Since the tumors are slow-growing, the symptoms may not appear for many years. The parenchyma has adapted to the insidious and progressive mass effect. Thus, the intracranial chondromas are characterized by their large size at presentation. This item, even though not specific, can help differentiate them from meningiomas. In fact, our patient was a student at the university, with a good school record performance [11, 18], not affected by this slow-growing chondroma.

A gross total resection of the lesion with a rim of the dura mater and the defect patched with a dural graft was the main treatment in the 11 cases reported. With an uneventful postoperative period. The tumor was removed through a left frontoparietal craniotomy [12]. A white, very firm, frontoparietal dural-based lobulated mass was identified with the intradural component of the same aspect. The tumor was avascular but surrounded by multiple vessels. The tumor was removed enbloc from the underlying brain parenchyma that was under the mass effect without being infiltrated. This is followed by a cranioplasty during the same surgical procedure [13, 15, 19, 20]. The histopathological findings show a chondroid pattern of low cellularity and chondrocytes with a lack of atypia and mitosis, confirming the diagnosis of a benign lesion, a chondroma. The diagnosis of intracranial dural chondroma can be very tricky, and its differential diagnosis with other dural origins tumors like meningioma or even oligodendroglioma may not be certain before surgery. The clinical and radiological findings are not specific to intracranial dural chondroma. The CT-Scan can be very helpful in giving calcifications details, while histopathology confirms the diagnosis [3, 11,12,13,14,15, 17,18,19,20,21].

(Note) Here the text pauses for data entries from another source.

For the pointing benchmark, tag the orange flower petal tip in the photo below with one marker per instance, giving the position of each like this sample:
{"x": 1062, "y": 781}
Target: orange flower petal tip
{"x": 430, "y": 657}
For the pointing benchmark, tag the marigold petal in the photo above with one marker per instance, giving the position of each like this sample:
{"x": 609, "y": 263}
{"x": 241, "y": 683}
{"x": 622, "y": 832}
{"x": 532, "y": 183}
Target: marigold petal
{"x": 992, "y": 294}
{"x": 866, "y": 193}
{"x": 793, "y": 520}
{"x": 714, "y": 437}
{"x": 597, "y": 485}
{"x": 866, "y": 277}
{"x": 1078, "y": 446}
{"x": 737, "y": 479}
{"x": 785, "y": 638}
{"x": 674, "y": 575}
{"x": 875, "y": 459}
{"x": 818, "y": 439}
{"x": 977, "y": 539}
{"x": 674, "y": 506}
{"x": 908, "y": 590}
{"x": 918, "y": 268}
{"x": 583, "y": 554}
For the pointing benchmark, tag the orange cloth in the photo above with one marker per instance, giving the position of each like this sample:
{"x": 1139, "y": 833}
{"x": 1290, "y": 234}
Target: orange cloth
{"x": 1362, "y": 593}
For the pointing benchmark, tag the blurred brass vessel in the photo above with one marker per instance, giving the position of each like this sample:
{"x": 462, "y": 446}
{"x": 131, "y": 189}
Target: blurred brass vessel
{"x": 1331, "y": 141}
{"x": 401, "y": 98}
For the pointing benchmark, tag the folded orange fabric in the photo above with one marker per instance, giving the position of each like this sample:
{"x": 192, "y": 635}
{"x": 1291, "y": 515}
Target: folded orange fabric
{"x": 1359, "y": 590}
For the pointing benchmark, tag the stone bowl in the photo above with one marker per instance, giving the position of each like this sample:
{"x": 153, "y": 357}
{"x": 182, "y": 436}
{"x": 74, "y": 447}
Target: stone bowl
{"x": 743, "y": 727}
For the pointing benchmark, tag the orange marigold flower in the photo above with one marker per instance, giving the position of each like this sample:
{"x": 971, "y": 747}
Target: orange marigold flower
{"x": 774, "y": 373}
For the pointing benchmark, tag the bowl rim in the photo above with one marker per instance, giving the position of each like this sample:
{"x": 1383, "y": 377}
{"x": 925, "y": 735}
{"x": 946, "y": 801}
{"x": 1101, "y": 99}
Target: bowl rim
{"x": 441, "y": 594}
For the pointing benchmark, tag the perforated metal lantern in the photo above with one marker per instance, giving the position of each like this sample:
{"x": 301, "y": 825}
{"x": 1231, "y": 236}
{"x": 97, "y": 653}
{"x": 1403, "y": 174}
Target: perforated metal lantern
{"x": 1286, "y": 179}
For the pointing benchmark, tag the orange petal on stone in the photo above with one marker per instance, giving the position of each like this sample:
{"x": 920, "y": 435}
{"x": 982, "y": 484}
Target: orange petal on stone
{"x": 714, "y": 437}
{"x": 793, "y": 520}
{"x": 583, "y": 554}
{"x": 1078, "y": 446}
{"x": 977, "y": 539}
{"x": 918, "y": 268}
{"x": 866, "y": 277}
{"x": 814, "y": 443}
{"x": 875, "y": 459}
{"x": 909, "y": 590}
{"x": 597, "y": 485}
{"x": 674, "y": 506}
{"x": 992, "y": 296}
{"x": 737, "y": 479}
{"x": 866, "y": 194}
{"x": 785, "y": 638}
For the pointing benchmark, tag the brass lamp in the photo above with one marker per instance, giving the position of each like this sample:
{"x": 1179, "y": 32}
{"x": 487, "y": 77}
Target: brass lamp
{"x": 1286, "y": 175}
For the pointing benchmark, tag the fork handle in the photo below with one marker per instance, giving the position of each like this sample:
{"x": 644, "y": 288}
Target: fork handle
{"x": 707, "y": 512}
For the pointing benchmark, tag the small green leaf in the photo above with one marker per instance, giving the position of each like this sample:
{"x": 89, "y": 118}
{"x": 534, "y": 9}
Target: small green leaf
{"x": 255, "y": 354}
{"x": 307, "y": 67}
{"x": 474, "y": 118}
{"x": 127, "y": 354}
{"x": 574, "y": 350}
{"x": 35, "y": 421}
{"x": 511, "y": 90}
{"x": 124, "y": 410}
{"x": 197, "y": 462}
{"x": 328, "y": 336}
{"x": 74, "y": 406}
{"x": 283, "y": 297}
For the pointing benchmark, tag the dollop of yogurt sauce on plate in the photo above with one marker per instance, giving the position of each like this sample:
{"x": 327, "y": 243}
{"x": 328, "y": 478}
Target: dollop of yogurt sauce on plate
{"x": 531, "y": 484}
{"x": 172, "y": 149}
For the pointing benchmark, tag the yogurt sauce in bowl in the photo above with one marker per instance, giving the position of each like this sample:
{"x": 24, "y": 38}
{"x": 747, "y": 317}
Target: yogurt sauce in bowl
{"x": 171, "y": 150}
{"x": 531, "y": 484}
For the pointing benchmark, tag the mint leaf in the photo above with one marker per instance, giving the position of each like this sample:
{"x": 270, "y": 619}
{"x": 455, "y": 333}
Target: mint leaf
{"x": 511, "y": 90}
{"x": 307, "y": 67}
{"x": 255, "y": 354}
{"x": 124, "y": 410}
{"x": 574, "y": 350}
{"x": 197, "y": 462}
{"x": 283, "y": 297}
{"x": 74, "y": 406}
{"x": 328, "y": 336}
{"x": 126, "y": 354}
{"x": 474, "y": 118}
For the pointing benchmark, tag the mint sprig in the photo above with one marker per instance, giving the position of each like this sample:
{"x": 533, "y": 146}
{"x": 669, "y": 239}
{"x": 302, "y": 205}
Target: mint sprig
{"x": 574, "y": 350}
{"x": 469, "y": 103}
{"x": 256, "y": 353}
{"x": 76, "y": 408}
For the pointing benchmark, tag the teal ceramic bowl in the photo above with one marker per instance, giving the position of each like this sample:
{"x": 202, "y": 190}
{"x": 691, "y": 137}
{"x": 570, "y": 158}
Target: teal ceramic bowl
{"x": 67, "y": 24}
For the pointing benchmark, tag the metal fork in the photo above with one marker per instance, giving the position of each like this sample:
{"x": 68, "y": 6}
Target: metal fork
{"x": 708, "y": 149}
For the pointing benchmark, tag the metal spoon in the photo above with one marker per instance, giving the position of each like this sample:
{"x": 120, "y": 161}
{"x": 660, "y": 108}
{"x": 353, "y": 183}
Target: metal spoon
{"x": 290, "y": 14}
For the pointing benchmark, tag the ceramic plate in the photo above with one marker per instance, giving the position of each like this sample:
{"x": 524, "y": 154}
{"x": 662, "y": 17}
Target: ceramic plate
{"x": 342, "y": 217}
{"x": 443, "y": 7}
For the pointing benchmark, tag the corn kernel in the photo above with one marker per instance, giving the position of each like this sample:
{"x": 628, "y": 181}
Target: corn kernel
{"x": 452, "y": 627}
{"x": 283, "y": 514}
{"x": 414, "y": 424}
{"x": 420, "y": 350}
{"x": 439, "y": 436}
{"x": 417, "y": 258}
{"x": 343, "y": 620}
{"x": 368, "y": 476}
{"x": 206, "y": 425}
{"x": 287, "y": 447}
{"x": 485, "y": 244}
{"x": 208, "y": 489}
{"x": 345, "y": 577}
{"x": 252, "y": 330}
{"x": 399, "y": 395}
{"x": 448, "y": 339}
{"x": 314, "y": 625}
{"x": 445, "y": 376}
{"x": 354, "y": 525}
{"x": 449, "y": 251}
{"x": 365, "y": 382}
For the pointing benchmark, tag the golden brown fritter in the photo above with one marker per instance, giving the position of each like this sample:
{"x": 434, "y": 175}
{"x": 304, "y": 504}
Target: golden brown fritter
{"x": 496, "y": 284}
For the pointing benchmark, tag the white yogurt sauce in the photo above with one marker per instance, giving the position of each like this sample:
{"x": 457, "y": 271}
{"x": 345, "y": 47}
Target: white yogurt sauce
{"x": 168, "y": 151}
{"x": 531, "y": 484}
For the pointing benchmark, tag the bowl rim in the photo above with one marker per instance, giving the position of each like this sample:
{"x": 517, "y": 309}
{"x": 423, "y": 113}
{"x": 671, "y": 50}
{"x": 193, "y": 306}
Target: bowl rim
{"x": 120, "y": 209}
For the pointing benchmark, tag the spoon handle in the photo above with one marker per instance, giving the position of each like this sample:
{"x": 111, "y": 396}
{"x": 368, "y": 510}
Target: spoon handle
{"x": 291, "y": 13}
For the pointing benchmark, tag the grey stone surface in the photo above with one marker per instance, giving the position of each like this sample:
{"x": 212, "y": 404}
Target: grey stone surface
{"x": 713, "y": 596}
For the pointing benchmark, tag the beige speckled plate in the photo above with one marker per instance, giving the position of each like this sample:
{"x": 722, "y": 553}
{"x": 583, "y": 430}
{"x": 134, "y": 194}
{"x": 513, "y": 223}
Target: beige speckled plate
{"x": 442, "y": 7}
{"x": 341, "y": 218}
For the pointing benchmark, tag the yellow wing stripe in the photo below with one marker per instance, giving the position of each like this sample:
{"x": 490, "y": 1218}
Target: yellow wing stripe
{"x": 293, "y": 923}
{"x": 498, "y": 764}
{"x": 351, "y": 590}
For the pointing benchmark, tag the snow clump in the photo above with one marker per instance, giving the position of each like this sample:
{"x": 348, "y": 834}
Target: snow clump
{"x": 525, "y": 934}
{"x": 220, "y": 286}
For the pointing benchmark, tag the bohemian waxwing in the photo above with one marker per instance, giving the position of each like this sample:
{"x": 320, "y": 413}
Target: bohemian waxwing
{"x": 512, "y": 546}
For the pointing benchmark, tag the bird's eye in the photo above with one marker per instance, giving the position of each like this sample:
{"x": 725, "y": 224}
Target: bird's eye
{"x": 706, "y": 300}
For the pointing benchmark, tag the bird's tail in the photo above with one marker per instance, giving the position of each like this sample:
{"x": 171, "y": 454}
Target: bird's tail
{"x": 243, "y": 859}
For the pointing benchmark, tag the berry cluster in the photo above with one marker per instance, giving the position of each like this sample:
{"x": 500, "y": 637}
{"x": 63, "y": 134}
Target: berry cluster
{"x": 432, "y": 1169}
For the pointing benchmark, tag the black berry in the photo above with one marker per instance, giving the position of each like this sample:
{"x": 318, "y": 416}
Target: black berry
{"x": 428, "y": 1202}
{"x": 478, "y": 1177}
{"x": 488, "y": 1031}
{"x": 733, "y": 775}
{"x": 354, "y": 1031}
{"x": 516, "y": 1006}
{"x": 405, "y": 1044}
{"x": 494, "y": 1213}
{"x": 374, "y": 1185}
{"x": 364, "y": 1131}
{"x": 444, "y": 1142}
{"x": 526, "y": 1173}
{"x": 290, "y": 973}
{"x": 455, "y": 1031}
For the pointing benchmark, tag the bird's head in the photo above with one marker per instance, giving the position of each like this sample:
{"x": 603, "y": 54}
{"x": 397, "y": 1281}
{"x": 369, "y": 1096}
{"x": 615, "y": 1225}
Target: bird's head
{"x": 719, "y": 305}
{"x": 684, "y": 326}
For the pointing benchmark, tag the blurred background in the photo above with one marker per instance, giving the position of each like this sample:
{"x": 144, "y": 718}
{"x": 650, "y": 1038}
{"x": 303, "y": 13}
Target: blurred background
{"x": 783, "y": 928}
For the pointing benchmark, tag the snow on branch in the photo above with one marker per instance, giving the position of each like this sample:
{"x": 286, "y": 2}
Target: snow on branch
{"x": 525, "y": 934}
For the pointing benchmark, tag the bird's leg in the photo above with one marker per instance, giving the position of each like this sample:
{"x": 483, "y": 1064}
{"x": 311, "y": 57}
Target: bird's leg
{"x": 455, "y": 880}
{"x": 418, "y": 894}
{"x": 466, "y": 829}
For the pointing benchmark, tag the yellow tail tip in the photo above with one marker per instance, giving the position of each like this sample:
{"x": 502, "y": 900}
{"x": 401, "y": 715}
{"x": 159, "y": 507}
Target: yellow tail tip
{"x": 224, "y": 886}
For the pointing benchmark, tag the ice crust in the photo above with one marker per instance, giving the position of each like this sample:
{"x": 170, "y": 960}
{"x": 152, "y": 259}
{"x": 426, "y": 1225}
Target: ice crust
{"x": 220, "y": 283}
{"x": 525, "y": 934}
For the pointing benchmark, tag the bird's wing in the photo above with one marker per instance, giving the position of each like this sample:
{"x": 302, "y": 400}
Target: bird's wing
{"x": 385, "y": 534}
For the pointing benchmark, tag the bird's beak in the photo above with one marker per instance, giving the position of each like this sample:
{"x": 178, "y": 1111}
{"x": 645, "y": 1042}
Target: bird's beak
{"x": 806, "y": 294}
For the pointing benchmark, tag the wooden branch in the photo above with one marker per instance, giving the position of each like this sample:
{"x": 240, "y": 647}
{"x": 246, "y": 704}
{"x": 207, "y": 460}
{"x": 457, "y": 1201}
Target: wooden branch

The dural origin of intracranial chondroma makes this cartilaginous lesion confusing with some other intracranial tumors. The radiological findings are more characteristic of a meningioma. Thus, this is a benign and rare tumor with a real diagnosis challenge. Even though the diagnosis can be suspected on the radiological investigation and confirmed by the histopathological examination after surgery, there are no specific clinical findings. Surgical gross total resection of the lesion is the golden standard of its management.

Availability of data and materials

All data generated or analyzed during this study are included in this published article.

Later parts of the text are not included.